Intervista a Valerio Lundini

«Più normale di un programma, poco meno di un bel film». Ovvero Faccende complicate con Valerio Lundini che torna da domani su RaiPlay con la seconda stagione del suo racconto di viaggio ambientato in diverse città e regioni d’Italia (ma in realtà arriverà fino in Svezia). Il programma è un original Rai Contenuti Digitali e Transmediali diretta da Marcello Ciannamea, prodotto da Simona Ercolani per Stand by Me, scritto e interpretato dallo stesso Valerio Lundini che ne ha curato anche la regia. Ride e ironizza «saltando di palo in frasca» l’artista romano davanti ai giornalisti. Ai quali racconta come, nelle puntate, ha fatto l’indiano col sindaco di Roma, Roberto Gualtieri ed è arrivato fino in Scandinavia alla ricerca di un dolce nazionale svedese chiamato Fika. Parla pure di politica e temi sensibili come il bullismo Valerio, sapendo dove, come e quando pungere armato, dice lui (ma in realtà scherza) «del più puro qualunquismo». È felice e fa bene Lundini che, dopo la piattaforma digitale, dove la prima stagione ha fatto numeri da record (1,6 milioni di views per 353mila ore), dal 12 al 23 maggio andrà in onda anche nell’access prime time di RaiTre, alle 20,15.
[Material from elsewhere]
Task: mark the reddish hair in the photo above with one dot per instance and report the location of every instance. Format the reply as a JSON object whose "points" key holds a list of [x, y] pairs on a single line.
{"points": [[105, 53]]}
Valerio, ma tra la realtà che racconta e il surreale che è la cifra stilistica che predilige, cosa la spinge a iniziare a scrivere?
«L’ispirazione nasce sempre dalla realtà che poi può diventare follia e divagare grazie alle storie che ci costruisco attorno fino a creare, si spera, un cortocircuito».
Quest’anno nelle puntate si parlerà di integrazione, bullismo, temi sensibili al politicamente corretto. Ci pensa mentre scrive oppure va dritto per la sua strada?
«Penso che il politicamente corretto in realtà sia passato di moda. È roba, ormai, di due anni fa di cui al massimo ci sono ancora gli strascichi. Il trucco comunque è quello di pensare che non esista questo problema continuando a raccontare le cose come ci fa divertire di più. Se sempre più persone facessero così alla fine ci sarebbe più libertà per tutti».
Senta ma davvero è dovuto andare fino in Svezia per conoscere i morti di Fika?
«Sì, due signore pensionate mi hanno spiegato come si fanno questi dolcetti tipici che si prendono col caffè per merenda e si chiamano come hai detto tu... Così ho scoperto che un re e uno studente universitario sono passati dalla nutrizione alla morte per colpa della Fika!».
Ma a lei, restando in tema, le capita mai di pensare di aver scritto una fregnaccia?
«Quello sempre ma diciamo che alla fine fare una cosa fica e fare una cosa brutta è un attimo, quindi sei sempre un po’ in bilico. Anzi è bello pure stare in bilico, fare delle cose brutte ma renderle belle, senza che si faccia male nessuno».
Lei si sente davvero qualunquista come ha definito il suo programma?
«Mi diverte il modo naif, all’acqua di rose, di trattare alcuni temi. Mi piace l’ingenuità che a volte ce l’ho, a volte l’ho persa. Da un punto di vista narrativo, poi, è bello creare personaggi talmente ingenui che non gli si può voler male».
Se avesse concluso gli studi in Giurisprudenza quale sarebbe stata la prima cosa che avrebbe voluto fare per la giustizia in Italia?
«Sarebbe stato un miracolo. Ma avrei fatto lo stesso lavoro che faccio ora, solo che la gente avrebbe detto: pensa è pure laureato in Legge! Ci sono un sacco di artisti che hanno o il conservatorio o la laurea in Giurisprudenza. E ogni tanto vedi qualcuno che dice: quello sembra così ma è laureato in Legge. Che poi io una laurea l’ho presa pure ma è in Lettere e, diciamoci la verità, fa meno effetto».